Zusammenfassung dieses Kapitels
- Mit dem Sturz von Napoleon wurden seine Ideen nicht wirklich weitergetrieben
- Der König hatte zudem andere Interessen
- Eher kleine Eingriffe wurden geplant, zum Beispiel Passagen
- Paris war immer noch eine Stadt mit strukturellen Problemen, viel zu enge Strassen mit wenig Belichtung, die
- Einwohnerzahl stieg stark an und die Leute liessen sich entweder im Zentrum nieder oder in der Peripherie (dort entstehen jedoch nur noch mehr Probleme) -> Stadterneuerung ist gefragt
- Louis Napoléon erkennt diese Probleme und er stellt sich als derjenige dar, der für die Sicherheit und Ordnung für die Bürger zuständig ist, sein Programm ist ein konservatives Programm der Sicherheit und Kontrolle (bezogen auf das Bürgertum), er beschäftigt sich sehr mit Paris (sein Interesse gilt der Politik und der Macht in Paris, sowie auch der Architektur, er ist wie ein Architekturdilettant)
- Napoleon interessiert sich insofern nur für die Bürger, da sie seine Wähler sind, ansonsten kümmert er sich nicht so darum
- Er will die Stadt von Grund auf erneuern und modernisieren
- Durchbrüche = grosse breite moderne Strassen
- Er arbeitet mit einem grossen Plan (plan coloré) und dort malte Napoleon III. mit Farben die Dringlichkeit der Erneuerungen ein, rot als sehr dringend (wichtige Verkehrsnotwendigket und auch grafische Achse in der Stadt)
- System der geraden Strassen -> ähnlich wie in Rom, und ebenfalls mit wichtig funktionalen Gebäuden als End- und Schnittpunkte, zentrale Monumente des Bürgertums sowie auch Infrastrukturen (funktional) In dem Sinn wollte er auch eine Verschönerung der Stadt
- Die Vorstellung grosser neuer Strassen war bereits vorhanden, aber die Durchbrüche waren bei Napoleons Plan anders. -> Ähnlichkeit mit Sixtus und den Hauptkirchen Roms, bei Napoleon sind es anstelle der Kirchen einfach die grossen bürgerlichen öffentlichen Institutionen wie die Börse.
- Auch Infrastrukturelle Funktion -> Bahnhöfe müssen erschlossen werden.
Die Funktionen sind folgende:
1. Die Verkehrsverbesserung,
2. die alten und neuen Monumente und Institutionen zu verknüpfen,
3. Die Stadt soll geheilt werden (Luft, Licht…),
4. Stadt soll verschönert werden,
5. militärische Kontrolle der Stadt, Verschiebung des Militärs in der Stadt wird vereinfacht.
- Den Auftrag zur Realisierung der Granc Crosée bekam Jean-Jacques Berger.
- Ausgangslage: Entlang der Strassen war die Stadtstruktur sehr dicht.
- Bergers Intervention: Die Strasse ist ein 30m breiter Durchbruch.

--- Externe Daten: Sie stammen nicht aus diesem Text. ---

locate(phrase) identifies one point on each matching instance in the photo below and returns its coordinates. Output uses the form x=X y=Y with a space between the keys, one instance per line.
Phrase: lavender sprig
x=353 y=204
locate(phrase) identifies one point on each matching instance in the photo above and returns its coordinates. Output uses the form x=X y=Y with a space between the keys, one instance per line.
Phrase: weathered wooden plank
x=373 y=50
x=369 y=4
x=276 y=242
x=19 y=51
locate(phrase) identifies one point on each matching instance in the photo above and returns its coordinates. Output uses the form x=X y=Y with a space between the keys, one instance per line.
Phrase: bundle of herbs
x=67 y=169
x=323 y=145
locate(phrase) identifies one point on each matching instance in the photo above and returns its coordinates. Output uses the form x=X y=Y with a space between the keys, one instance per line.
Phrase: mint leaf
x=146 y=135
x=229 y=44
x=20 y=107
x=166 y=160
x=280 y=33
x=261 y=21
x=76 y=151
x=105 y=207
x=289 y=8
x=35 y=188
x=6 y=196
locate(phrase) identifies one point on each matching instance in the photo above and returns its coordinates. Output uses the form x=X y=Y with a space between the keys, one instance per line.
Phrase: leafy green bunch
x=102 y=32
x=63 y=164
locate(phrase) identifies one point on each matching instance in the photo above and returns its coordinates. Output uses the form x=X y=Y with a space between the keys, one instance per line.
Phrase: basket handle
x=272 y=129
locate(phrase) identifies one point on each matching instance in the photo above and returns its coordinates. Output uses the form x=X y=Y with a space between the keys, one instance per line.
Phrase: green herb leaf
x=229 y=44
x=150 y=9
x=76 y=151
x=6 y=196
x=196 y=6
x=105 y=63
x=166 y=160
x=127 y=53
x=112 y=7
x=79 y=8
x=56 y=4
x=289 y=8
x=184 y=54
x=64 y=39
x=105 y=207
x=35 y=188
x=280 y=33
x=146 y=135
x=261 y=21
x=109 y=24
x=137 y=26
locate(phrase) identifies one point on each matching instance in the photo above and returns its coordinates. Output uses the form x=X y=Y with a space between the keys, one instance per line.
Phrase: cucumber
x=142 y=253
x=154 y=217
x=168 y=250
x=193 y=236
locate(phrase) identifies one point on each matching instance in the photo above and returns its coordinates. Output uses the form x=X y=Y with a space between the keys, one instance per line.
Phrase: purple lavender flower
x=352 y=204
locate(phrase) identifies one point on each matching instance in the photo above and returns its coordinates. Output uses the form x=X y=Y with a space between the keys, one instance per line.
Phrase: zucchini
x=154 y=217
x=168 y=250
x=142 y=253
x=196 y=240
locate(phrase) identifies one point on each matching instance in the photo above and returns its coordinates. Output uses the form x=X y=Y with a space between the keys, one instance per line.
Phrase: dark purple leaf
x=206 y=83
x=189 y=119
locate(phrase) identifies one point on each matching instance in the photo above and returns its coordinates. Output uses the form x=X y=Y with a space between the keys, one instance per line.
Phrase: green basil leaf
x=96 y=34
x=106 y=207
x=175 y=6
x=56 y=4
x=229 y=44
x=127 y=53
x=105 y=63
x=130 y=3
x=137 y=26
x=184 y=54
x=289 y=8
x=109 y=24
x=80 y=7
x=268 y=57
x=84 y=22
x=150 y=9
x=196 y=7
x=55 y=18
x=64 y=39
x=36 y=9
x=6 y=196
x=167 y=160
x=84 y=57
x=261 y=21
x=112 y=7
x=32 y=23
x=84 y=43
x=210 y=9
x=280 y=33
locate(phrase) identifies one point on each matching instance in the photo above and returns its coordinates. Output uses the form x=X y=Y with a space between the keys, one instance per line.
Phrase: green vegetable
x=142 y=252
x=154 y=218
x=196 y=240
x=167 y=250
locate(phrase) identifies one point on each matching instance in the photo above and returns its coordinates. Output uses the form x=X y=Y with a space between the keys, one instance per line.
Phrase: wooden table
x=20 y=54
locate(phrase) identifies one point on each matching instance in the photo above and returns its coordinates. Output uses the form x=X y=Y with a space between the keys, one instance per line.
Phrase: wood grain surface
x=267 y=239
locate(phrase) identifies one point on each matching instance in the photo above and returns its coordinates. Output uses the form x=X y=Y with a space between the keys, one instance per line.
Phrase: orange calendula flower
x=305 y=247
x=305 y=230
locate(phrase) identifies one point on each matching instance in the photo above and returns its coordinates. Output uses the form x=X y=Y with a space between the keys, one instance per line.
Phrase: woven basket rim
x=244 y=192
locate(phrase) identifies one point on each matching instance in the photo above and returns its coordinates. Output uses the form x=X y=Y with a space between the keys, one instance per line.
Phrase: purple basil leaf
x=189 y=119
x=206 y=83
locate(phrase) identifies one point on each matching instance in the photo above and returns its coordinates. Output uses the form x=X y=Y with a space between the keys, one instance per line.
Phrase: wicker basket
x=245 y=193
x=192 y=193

Durch sie erhielten die Bahnhöfe von Paris eine bessere Verbindung. Die städtebaulichen Veränderungen erfolgten aber sehr langsam, da er ein Perfektionist war
- Zur Finanzierung: Die Stadtkasse sollte die Zinsen für die Ausleihen bezahlen. Die Ausbauarbeiten fanden mit fremdem Kapital statt. D.h. Leihen von der Bank und Kapital der Stadt, welches sie nicht besass. Berger weigerte sich, diese Finanzierungsmethoden zu akzeptieren und wurde deswegen abgesetzt. Haussmann erhielt nun den Auftrag, das Projekt fortzusetzen. Er übernahm den „Plan Coloré“ von Napoleon, modifizierte ihn aber leicht. So stellte die Farbe Gelb die grossen, schon existierenden Strassen dar. Die anderen Farben standen für Prioritäten der neuen Strassen (sie setzten schon Existierendes fort). Der historischen Stadt wurde eine neue überlagert. Man kann bei Haussmanns Plan von einer ausgeklügelten Balance zwischen dem Zerstören historischer Gebäude und dem Beibehalten historischer Strukturen sprechen.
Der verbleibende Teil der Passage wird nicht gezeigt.